On Thursday, March 1, a phishing email was sent to the general population of McMaster. Purporting to be from University Technology Services (UTS), the email asked email users to go to a non-McMaster website and provide log in credentials. Failure to do so would allegedly result in termination of one’s email account.
As stated by Julia Kraveca, manager of Client Services for UTS, “such attacks happen every so often.” Out of all incoming e-mail messages that McMaster receives, approximately 22 per cent are legitimate e-mails. The remaining e-mails are types of spam that may be caught by filters, and just like catching fish with a net, it is to be expected that one may fall through.
The main difference is that senders of phishing e-mails are aware of the different security mechanisms, and swim around them in order to be the one that lands in student inboxes.
In such circumstance, when the unauthentic email was not prevented, UTS used defensive measures in order to control its effects, noted Kraveca.
The phishing note was reported to UTS at 2 p.m. on March 1, and by 2:30 p.m. UTS had blocked on-campus access to the website noted in the e-mail, and had published a cautionary note through the McMaster University website.

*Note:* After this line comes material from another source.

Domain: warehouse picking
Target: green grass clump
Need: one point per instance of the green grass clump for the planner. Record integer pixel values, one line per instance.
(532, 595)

After careful evaluation, it was determined that only two per cent of the targetted population received the spam email, and only 0.05 per cent actually visited the website. However, it is unknown out of this percentile how many email users actually responded to the request in the phishing e-mail. Additionally, a campus-wide notice was released the following morning.
Although the sender is unknown, “it is evident that their intent in sending the e-mail was malicious, and was sent with the purpose of collecting private information that could somehow be misused,” said Kraveca.
Based on the available statistical data, it appears that the phishing e-mail was caught before it was able to travel too far, making its impact quite insignificant. UTS interpreted the given data as affirmation to having successfully educated the McMaster community on protecting themselves from fraudulent emails.
However, UTS did not want to undermine the impact the email had for the 0.05 per cent whose world was turned upside down as a result of the leaked spam.
The hope is that such an incident does not happen again, however, it is not entirely preventable, explained Kraveca. Students and faculty are therefore strongly urged to exercise caution in order to protect themselves from duplicitous emails.
In the event that such an occurrence does repeat, students and faculty are urged to report the potential phishing scam to the UTS Service Desk as soon as possible.
Suggested protective measures may include refraining from opening e-mails if the source is unknown or appears suspicious. Often phishing schemes are designed to imitate legitimate companies or institutions, thus users are encouraged to acknowledge the use of distorted logos and misspelt words, which are telltale signs that the sources are not genuine.
Lastly, one must resist clicking embedded links or verifying confidential information, as these are often connected with fraudulent online activity.
UTS is actively involved around the clock in the prevention, detection and investigation of potential electronic fraud within the University. On any given day UTS processes 1.4 million e-mail messages.